We collected their characteristics based on medical records (MRs) and plan sheets for lactation. Maternal characteristics including age, body mass index (BMI), daily dose of LTG, purpose of taking LTG, number of psychotropic class of drugs taken (including LTG), and gestational weeks at delivery were collected. BMI was calculated using maternal height and BW that was measured for the first time after delivery. Infant characteristics including sex, BW at birth and 1-month checkup, weight gain from birth to 1-month checkup, nutritional methods (exclusive breastfeeding or mixed feeding), Isobe's neonatal withdrawal syndrome (NWS) score,²¹ and number of AEs from just after birth to 1 month after delivery were collected from their MRs retrospectively.

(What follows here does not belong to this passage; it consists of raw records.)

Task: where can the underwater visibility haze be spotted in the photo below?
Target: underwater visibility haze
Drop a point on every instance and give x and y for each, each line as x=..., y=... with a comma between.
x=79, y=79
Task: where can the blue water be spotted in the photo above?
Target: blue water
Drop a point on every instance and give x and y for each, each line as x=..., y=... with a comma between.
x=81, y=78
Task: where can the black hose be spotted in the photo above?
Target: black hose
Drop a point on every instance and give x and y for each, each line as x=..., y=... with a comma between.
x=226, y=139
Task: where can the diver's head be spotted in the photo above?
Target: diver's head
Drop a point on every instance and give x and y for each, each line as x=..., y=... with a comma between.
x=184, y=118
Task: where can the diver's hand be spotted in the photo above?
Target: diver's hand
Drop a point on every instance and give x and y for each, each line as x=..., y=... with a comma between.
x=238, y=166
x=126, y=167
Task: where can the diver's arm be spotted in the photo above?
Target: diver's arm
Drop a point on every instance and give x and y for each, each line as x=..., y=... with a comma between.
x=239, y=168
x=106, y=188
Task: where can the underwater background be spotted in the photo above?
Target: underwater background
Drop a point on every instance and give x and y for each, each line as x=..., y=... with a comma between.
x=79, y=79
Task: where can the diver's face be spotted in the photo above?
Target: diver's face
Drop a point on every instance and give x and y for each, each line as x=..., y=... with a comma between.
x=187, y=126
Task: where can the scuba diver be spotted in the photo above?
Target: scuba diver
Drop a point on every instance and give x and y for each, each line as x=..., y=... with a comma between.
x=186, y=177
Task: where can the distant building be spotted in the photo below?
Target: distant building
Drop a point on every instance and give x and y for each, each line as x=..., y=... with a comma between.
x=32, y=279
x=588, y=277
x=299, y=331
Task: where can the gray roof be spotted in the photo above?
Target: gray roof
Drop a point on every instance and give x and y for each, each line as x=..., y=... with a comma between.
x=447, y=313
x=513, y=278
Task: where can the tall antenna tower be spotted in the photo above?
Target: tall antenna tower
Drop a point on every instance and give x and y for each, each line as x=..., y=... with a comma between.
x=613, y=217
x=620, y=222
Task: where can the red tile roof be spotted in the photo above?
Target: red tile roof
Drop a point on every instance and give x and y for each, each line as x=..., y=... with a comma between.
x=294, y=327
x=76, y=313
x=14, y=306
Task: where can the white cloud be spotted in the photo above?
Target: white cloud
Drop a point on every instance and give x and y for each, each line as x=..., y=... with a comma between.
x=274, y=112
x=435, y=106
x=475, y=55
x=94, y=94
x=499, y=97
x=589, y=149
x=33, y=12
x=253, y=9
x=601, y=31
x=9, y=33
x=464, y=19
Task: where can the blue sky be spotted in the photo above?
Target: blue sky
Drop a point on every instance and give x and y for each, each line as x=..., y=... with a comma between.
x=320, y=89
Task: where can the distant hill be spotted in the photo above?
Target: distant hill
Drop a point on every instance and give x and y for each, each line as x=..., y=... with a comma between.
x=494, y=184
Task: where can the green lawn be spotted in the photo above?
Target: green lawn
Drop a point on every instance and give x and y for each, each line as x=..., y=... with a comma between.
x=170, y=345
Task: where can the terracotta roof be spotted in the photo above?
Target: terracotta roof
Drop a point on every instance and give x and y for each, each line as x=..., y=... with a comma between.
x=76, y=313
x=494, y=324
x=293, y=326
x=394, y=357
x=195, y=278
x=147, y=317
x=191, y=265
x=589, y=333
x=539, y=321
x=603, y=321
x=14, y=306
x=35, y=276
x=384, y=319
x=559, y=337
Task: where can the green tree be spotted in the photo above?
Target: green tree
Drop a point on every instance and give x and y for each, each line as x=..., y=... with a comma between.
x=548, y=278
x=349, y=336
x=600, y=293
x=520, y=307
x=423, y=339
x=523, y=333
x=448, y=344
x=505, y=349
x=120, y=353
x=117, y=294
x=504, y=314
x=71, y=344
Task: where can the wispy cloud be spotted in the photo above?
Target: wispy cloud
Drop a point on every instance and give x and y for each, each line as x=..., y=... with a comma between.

The NWS scoring system is a modified version of Finnegan's score,²² which is one of the assessment tools for NWS and is used for the purpose of early treatment. The Isobe's scoring system is based on a point addition system that mainly evaluates the symptoms related to the digestive, autonomic, and central nervous systems. According to Isobe's scoring system, medical treatment is often considered to be needed when the NWS score is 8 or more.²² Medical staff routinely evaluated the infant's symptoms at 2 hours, 1–6 days, 2 weeks, and 1 month after delivery according to the scoring system, and calculated the NWS score. We used the highest score among the infant's score as the NWS score. The data were compared using Student's t-test, Mann–Whitney U-test, chi-square test, and Fisher's exact test, as appropriate. Values of p < 0.05 were considered statistically significant.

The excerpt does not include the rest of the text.